4. Science communication and the governance of earthquake risk reduction activities: A wide range of earthquake risk reduction activities are already underway at the local, national, and regional level in earthquake-prone countries, e.g. a schools-based earthquake safety programme in Nepal and regional training programmes on community-based disaster risk reduction and earthquake vulnerability reduction. However, it is important to note that not all earthquake-prone countries have government departments or NGOs that are actively engaged in earthquake risk reduction. Governments and NGOs may prioritise other concerns over comparatively infrequent earthquake hazards (as was the case in Haiti); alternatively, they may not know where to obtain information about seismic hazards or how to interpret the information that is available. This raises important questions around the communication of information between scientists and the practitioner community and highlights the importance of engagement with end-users.

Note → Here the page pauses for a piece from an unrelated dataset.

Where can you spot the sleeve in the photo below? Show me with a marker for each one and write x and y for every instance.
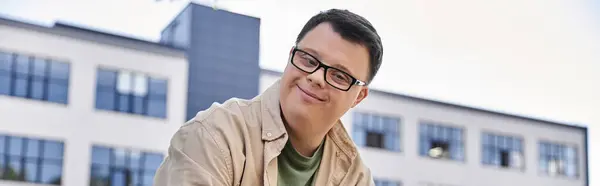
(366, 179)
(195, 158)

Exploitation Route The research deals with community-level understanding and perception of earthquake hazard in rural Nepal, an area that is affected by infrequent but potentially catastrophic earthquakes. The findings are being used by NSET and NSSW in their ongoing disaster risk reduction and public education work in Nepal. The research was conducted with the direct participation of practitioner groups, including the National Society for Earthquake Technology (NSET) and the Nepal School of Social Work (NSSW), both of whom have maintained ongoing contact with the communities that were involved. The research also served as a scoping study to determine the form and content of a large NERC-ESRC research programme entitled 'Increasing Resilience to Natural Hazards', with the stated goal of increasing resilience to both earthquakes and volcanic eruptions. We subsequently became part of one of the successful bids to the IRNH programme (NE/J01995X/1).

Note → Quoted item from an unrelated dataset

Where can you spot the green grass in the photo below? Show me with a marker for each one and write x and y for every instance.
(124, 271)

The work has been used to guide further community-level DRR work in Nepal and Kazakhstan. It has also formed the basis for a further project into community-based DRR activities in response to earthquakes in China, funded under the NERC-ESRC-NSFC IRNHiC programme.

It has also formed the basis of advice to DFID Nepal about how to focus reconstruction efforts after the 2015 Gorkha earthquakes in Nepal, in particular about how to build on local knowledge of landslide hazard.
Sectors Communities and Social Services/Policy,Environment

Description The findings have been used to shape the NERC/ESRC Increasing Resilience to Natural Hazards programme - both the shape of the programme, and the specific call for proposals in late 2011. Our results have also been used by partners NSET and NSSW to try to refine their community training programmes in Nepal.